(Reuters) – A frenetic first innings set up New Zealand’s 122-run victory over Sri Lanka in the first test on Monday, but captain Brendon McCullum was pleased with the way his bowlers stuck to their task without tangible reward.
New Zealand ended Sri Lanka’s stubborn resistance after lunch on the fifth day at University Oval in Dunedin with the visitors bowled out for 282 when chasing 405 runs for victory.
The match had begun terribly for McCullum, who lost his 17th toss in 28 tests as captain.
His team was sent in to bat and his counterpart Angelo Mathews could barely suppress his glee at the amount of grass cover still left on the pitch.
Martin Guptill and Tom Latham, however, blunted the Sri Lankan attack and raced along at more than four runs an over in an opening stand of 56 that set the tone.
“The way Martin Guptill and Tom Latham started, it was going to be tricky that first hour or two and … the guys played exceptionally well,” McCullum said.

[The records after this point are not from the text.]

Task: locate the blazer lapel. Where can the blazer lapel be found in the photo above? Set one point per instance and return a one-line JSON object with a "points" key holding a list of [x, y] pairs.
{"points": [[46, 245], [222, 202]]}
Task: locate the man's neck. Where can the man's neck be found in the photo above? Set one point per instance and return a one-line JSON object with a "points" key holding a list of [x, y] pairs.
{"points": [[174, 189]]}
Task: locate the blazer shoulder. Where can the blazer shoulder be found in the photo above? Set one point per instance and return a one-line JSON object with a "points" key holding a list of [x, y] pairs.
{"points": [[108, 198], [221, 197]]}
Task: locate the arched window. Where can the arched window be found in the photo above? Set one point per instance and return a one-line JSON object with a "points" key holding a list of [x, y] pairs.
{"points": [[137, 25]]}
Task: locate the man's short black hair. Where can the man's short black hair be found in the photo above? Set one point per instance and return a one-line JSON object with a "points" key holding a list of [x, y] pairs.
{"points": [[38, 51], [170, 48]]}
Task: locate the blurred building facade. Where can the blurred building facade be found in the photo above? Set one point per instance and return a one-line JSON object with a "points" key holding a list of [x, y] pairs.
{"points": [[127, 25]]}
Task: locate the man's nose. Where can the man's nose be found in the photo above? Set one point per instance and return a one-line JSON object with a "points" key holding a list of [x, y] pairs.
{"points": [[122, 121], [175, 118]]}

“They hit the ball down the ground and every time the Sri Lankans missed they were able to capitalise and we got off to a four-an-over start and in a test match that’s not easy to do.

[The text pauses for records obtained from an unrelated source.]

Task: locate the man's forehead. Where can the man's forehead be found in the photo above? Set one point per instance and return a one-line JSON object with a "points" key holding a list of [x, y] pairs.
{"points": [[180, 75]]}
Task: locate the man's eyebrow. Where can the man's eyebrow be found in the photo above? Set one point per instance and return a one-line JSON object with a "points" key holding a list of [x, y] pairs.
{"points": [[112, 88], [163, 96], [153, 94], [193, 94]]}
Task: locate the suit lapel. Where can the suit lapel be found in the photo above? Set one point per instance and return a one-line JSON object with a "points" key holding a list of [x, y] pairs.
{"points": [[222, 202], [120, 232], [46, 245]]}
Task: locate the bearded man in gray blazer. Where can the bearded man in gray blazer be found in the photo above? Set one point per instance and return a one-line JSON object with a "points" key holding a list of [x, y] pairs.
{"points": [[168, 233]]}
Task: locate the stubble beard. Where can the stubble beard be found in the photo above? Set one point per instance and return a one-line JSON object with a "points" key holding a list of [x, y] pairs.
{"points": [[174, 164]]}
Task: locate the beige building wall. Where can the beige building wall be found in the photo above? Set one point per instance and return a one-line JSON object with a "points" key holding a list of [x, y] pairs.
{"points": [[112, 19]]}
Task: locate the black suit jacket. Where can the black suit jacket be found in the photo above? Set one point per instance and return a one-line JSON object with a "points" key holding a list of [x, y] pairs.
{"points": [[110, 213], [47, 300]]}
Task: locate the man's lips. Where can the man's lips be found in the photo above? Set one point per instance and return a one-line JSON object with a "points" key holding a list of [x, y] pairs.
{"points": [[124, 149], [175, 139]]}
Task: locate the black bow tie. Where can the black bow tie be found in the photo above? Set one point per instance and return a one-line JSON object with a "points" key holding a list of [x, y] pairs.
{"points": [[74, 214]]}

“We gathered momentum from there and to put on 400 on the first day, yeah, we probably lost a couple more wickets we would have liked but it advanced the game.”

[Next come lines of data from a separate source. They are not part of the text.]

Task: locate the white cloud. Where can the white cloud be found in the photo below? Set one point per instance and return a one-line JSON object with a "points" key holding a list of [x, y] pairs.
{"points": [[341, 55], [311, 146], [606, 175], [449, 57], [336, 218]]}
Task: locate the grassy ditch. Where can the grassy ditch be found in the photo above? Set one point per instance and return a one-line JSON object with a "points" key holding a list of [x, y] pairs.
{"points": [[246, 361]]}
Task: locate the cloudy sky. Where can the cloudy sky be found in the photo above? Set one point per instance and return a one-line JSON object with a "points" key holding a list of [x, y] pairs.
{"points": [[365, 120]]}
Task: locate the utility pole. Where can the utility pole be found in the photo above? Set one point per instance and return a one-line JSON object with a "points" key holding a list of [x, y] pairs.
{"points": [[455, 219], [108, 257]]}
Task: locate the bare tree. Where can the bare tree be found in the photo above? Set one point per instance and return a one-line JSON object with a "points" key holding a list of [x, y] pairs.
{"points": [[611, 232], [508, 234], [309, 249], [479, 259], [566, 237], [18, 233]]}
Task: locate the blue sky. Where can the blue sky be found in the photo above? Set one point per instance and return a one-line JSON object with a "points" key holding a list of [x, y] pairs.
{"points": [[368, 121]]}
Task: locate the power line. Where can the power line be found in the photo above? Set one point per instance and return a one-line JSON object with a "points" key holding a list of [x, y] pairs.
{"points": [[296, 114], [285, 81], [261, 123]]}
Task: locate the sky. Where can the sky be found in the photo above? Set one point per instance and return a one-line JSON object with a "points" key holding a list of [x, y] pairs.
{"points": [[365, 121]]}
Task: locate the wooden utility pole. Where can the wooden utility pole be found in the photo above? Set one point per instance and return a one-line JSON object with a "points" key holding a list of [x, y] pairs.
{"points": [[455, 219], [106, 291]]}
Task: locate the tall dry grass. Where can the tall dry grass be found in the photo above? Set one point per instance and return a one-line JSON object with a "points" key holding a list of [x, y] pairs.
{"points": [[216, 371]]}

New Zealand were 409-8 at stumps on day one, with time to bowl the tourists out twice on a wicket not expected to deteriorate quickly.
Sri Lanka proved defiant in their batting and it took New Zealand 117 overs to bowl them out for 294 in their first innings.
McCullum surprised many on Sunday with a declaration that set a target of 405 to win, when a total above 450 might have been safer.
“Sometimes you have to risk losing to win as well and we felt that we needed enough time to bowl Sri Lanka out,” McCullum said.
Rain and hail showers, which forced players off the field three times on Sunday, also played a part.
“If the weather had come into play a bit more today we would have desperately needed that time,” he added.
“But when you have guys like Neil Wagner who is going to come in and bowl long and hostile spells leading up to a new ball then you know you’re going to be in the game.
“In the end you have to back your bowlers and I think the way they went about it was outstanding.”